By David Meyer
September 14, 2018

In the ongoing trade dispute between the U.S. and China, perhaps no companies are more affected than American automakers that are manufacturing their cars in China.

The biggest American business groups in China, AmCham China and AmCham Shanghai, jointly issued a survey Thursday that showed widespread impacts from the U.S.’s tariffs on China, and the resulting Chinese tariffs on the U.S.

The effects are being particularly felt in the automotive industry. Of the respondents to the survey from that sector, 80.5% said they had been hit by the American tariffs, and 75% by the Chinese retaliation—each side has levied tariffs on imports of vehicles and components from the other.

Zoom out from the automotive sector, and more than 60% of American companies in China said they have been affected by the tit-for-tat spat.

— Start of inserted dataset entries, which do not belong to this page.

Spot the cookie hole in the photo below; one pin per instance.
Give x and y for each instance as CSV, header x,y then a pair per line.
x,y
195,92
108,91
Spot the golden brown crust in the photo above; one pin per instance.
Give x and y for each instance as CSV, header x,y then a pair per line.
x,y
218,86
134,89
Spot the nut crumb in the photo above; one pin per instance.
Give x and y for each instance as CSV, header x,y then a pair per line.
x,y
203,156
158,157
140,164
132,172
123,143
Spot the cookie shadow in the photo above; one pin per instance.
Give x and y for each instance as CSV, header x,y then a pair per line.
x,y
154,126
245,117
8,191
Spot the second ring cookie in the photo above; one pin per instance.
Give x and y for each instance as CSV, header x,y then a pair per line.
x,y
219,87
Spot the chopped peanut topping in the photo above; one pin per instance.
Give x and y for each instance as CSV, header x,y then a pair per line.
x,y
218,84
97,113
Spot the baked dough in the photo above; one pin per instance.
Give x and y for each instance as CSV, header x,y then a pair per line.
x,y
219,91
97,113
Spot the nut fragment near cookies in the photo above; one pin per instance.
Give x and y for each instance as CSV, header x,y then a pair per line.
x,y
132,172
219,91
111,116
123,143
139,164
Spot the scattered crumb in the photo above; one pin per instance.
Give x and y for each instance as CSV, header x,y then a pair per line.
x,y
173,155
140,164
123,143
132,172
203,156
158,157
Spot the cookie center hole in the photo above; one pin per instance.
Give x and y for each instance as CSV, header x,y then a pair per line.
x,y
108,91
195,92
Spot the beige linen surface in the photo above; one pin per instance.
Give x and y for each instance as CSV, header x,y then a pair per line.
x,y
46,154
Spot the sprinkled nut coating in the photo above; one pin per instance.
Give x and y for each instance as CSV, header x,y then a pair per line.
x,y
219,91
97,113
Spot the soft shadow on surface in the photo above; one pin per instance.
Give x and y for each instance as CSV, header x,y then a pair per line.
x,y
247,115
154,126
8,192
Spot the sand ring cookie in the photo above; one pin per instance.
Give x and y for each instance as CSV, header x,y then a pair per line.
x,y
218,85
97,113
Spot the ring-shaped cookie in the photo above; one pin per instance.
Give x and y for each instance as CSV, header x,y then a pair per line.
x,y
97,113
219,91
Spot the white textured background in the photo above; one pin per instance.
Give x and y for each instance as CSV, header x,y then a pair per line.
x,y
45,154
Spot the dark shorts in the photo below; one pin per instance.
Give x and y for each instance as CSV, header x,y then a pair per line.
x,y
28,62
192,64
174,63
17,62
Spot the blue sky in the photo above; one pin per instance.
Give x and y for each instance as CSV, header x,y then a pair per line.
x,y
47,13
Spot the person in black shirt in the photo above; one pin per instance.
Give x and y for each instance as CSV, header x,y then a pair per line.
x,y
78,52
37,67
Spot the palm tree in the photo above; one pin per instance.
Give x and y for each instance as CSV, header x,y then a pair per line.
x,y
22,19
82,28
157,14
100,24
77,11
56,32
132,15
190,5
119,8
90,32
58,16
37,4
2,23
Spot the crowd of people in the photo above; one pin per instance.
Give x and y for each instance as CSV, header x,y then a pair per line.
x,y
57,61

In short, costs are up and profits are down, and the situation would only get worse if President Trump follows through with his threat to levy tariffs on a further $200 billion worth of imports from China, respondents said—74.3% said they expected to be negatively affected by that broadside, and 67.6% said they expected to take damage from the Chinese response.

“This survey affirms our concerns: tariffs are already negatively impacting U.S. companies and the imposition of a proposed $200 billion tranche will bring a lot more pain,” said AmCham Shanghai chairman Eric Zheng. “If almost a half of American companies anticipate a strong negative impact from the next round of U.S. tariffs, then the U.S. administration will be hurting the companies it should be helping.”

Zheng expressed support for Trump’s wider aim of levelling the playing field between the U.S. and China, and addressing “long-standing inequities.” However, he added, “we can do so through means other than blanket tariffs.”

The White House faces plenty of opposition toward fresh tariffs back home, too, with companies such as Cisco and Hewlett-Packard recently pleading with U.S. Trade Representative Robert Lighthizer to change tack. Small businesses are being hurt by the rising cost of imports from China, and many expect the next tranche would start being felt in American consumers’ wallets.